I do have a personal experience from your exes perspective. Daughter doesn't have dads surname. I agree with the mums decision to not give it. Dad didn't care during pregnancy either, barely tried until much older etc.
he's on the bc just not surname

Coyoacan · 29/08/2022 04:37

I didn't put my ex on the birth cert because I didn't totally trust him. In the end, he was always part of my dd's life but he didn't have the opportunity to mess us around.

HeartofTeFiti · 29/08/2022 04:55

Give the kid one of the two middle names that his family suggested and your own surname. Absolutely don’t use dad’s surname. It’s illogical. Baby is going to be with you at least 50% of the time.

Scottishskifun · 29/08/2022 05:08

It depends on your area buy ours half of the registration takes place over the phone anyway. Do not give your DD his surname and don't double barrel.

I don't agree with not putting him on the BC but simply don't discuss surname with him any longer. If he kicks off at the appointment refuses to sign or walks out then he's not on the certificate simple as really. If he says anything simply state we are not married we aren't even together so why would she have your surname.

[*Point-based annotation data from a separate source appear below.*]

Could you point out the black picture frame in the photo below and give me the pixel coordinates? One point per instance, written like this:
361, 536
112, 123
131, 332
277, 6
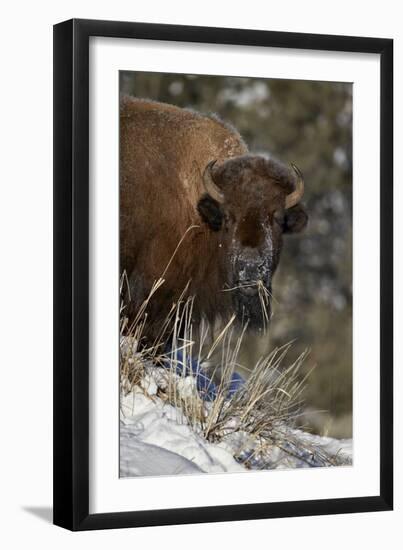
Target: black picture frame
71, 274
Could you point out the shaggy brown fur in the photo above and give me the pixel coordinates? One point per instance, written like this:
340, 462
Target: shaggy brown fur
163, 153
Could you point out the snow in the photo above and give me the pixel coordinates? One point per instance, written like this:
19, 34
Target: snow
157, 439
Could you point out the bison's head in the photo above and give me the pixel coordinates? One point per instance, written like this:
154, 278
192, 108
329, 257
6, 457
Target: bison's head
250, 202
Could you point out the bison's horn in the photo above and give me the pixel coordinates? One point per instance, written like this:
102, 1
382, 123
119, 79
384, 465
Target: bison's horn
293, 198
212, 189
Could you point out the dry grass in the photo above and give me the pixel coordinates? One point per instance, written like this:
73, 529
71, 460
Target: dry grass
264, 409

Sparklfairy · 29/08/2022 05:50

The demands about surname and middle names is about control yes, but it's also about possession. He's trying to wrestle power over you like your baby is an object, not a living human. like him wanting you to pump so he can just take the baby when he wants, he sees neither you nor the baby as actual people, just things that are to be manipulated into doing what he wants.

Someone upthread said about how when you become a mum you're suddenly given all these rights, and he doesn't like you having those rights, so he's trying to bully you into giving them up.

category12 · 29/08/2022 07:01

Birth certificate- if he's serious about contact, you might as well do it rather than him going through the courts.

BUT I advise you to get him to provide written agreement, rather than attend registration with you in case he tries to force the issue of naming there.

Name the baby with your surname. Double barrel or use his as a middle name, fine.

It's absolute sexist bollocks that his name should be the surname, and it'll be a pain in the arse if he is one of those men who is all about his rights, but in practice buggers off and doesn't really bother with his kid once the novelty has worn off.

supersop60 · 29/08/2022 08:11

I meant to add - I heard of a parent (sorry for being vague) who couldn't take their child on a holiday abroad because their passports had different surnames. I can't verify this atm - I'll double-check.

supersop60 · 29/08/2022 08:13

There's more information on the MN Holiday forum.

dementedpixie · 29/08/2022 08:17

supersop60 · 29/08/2022 08:11

I meant to add - I heard of a parent (sorry for being vague) who couldn't take their child on a holiday abroad because their passports had different surnames. I can't verify this atm - I'll double-check.

You are supposed to have permission from everyone with parental responsibility before taking a child abroad. This is regardless of the child's surname. Those on the birth certificate have parental responsibility

Amsooverthis · 29/08/2022 09:21

Congratulations! Do not give the child his surname, I say this from experience. It's an archaic expectation from a bully who does not deserve it. I wish, wish, wish I had gone with my gut and given my children my surname.